I going to rub one out. Or two. Maybe five.

Fist UBL and now this clown? I declare 2011 to be the Year of the Dead Asshole.


----------



## Mac_NZ (Jul 12, 2011)

Wonder if Karzai will kick the security companies out now.


----------



## DA SWO (Jul 12, 2011)

So who paid the guy to off Karzai scumbag brother?
Think Karzai is looking at his detail?


----------



## Diamondback 2/2 (Jul 12, 2011)

Mac_NZ said:


> Wonder if Karzai will kick the security companies out now.



He has been trying to for a while  now.


----------



## alibi (Jul 12, 2011)

I wish Massoud was still alive.


----------



## fox1371 (Jul 12, 2011)

Looks like Christmas came early this year!


----------



## TH15 (Jul 12, 2011)

Can Karzai be next? Followed by Musharraf/Zardari? And then al-Awlaki. Then Zawahiri. Then Calderon from Mexico. Then Mullah Omar. And last but not least Gary Bettman.

In no particular order. Too many douche bags to name..


----------



## AWP (Jul 12, 2011)

alibi said:


> I wish Massoud was still alive.



If he were, you'd have never heard of Hamid Karzai.


----------



## Marauder06 (Jul 12, 2011)

SOWT said:


> So who paid the guy to off Karzai scumbag brother?
> ...



Haqqani Network.


----------



## moobob (Jul 12, 2011)

Good riddance.


----------



## Mac_NZ (Jul 12, 2011)

Marauder06 said:


> Haqqani Network.



Or Eric Prince, I kid, I kid.


----------



## Poccington (Jul 16, 2011)

Awesome news.


----------



## Chopstick (Jul 16, 2011)

How many brothers does Karzai have? And I dont know that Id exactly be overjoyed to get the job here LOL.
http://www.azcentral.com/arizonarepublic/news/articles/2011/07/14/20110714afghan-karzai0714.html



> Shortly after the funeral, Karzai named another sibling, Shah Wali Karzai, to replace Ahmed Wali Karzai. The move signaled the importance of continuity in a country where power vacuums are often filled with violent confrontations. Still, the new tribal elder is a relative unknown, and it was unclear if will be as able an operator as Wali Karzai.​


----------



## pardus (Jul 16, 2011)

Mac_NZ said:


> Wonder if Karzai will kick the security companies out now.

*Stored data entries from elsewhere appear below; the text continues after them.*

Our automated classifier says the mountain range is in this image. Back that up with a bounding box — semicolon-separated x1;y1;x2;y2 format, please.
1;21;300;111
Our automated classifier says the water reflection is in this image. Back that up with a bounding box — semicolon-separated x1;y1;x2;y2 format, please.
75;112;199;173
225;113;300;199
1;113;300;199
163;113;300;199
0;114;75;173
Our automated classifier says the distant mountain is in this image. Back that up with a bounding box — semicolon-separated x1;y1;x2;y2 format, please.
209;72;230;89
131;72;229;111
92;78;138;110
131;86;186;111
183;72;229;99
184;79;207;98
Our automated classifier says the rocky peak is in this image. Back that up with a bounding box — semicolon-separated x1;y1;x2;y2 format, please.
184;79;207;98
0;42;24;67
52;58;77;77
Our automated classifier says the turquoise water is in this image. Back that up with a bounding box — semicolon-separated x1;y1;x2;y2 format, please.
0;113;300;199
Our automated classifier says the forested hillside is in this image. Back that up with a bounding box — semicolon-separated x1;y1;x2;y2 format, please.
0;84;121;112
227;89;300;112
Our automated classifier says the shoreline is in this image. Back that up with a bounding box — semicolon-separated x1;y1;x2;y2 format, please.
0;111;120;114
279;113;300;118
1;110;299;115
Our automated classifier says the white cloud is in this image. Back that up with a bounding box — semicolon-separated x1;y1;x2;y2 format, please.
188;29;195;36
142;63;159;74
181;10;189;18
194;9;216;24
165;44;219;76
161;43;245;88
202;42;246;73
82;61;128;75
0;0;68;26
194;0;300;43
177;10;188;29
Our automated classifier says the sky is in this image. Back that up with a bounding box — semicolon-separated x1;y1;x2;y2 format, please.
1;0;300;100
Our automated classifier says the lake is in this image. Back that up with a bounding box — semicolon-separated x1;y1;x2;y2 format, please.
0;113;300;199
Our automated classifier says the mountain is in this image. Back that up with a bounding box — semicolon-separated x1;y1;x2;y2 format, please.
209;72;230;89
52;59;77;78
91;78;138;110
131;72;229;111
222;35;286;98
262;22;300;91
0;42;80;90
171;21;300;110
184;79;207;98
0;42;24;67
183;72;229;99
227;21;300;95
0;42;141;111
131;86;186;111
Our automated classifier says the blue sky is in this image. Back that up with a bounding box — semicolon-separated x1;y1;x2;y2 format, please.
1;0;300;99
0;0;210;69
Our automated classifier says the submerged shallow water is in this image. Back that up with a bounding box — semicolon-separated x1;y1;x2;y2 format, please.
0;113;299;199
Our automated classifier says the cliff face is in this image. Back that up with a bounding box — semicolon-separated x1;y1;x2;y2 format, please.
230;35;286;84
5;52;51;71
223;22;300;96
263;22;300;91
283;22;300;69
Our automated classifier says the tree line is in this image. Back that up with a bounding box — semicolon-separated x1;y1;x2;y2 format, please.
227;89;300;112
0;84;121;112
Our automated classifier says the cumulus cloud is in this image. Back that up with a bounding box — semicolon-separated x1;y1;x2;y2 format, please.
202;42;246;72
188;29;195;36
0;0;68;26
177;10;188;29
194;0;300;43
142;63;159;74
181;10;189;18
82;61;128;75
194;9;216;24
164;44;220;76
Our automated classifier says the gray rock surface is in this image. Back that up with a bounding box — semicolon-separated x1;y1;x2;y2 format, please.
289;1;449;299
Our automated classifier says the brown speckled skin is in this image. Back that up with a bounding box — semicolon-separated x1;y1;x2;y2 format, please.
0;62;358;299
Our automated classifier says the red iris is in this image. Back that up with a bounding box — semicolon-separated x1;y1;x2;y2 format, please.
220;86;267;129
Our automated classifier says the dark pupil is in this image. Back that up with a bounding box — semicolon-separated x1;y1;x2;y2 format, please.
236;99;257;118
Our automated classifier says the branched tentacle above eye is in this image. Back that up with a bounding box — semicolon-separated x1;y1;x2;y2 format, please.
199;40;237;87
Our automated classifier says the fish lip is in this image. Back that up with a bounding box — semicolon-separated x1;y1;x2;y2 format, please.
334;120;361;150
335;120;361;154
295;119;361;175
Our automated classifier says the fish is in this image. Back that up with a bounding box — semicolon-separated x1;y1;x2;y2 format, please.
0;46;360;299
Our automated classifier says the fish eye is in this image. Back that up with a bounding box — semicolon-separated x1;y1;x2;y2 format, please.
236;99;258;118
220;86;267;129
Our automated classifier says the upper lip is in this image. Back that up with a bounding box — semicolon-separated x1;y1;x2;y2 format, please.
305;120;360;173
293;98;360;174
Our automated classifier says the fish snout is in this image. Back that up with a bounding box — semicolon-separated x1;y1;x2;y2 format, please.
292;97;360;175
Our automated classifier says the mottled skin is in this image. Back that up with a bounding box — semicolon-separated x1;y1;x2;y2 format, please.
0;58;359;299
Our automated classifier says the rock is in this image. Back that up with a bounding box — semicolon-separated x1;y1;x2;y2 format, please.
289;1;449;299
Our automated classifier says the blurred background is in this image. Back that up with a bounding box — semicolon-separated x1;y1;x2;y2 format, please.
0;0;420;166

He'll probably just replace them with Chinese bodyguards.


----------



## AWP (Jul 16, 2011)

I wish Karzai's mother were Pro-Choice.


----------



## shortbrownguy (Jul 16, 2011)

Freefalling said:


> I wish Karzai's mother were Pro-Choice.


Or just swallowed...
SBG sends.


----------



## Scotth (Jul 16, 2011)

Say hello to Osama for me Ahmed.


----------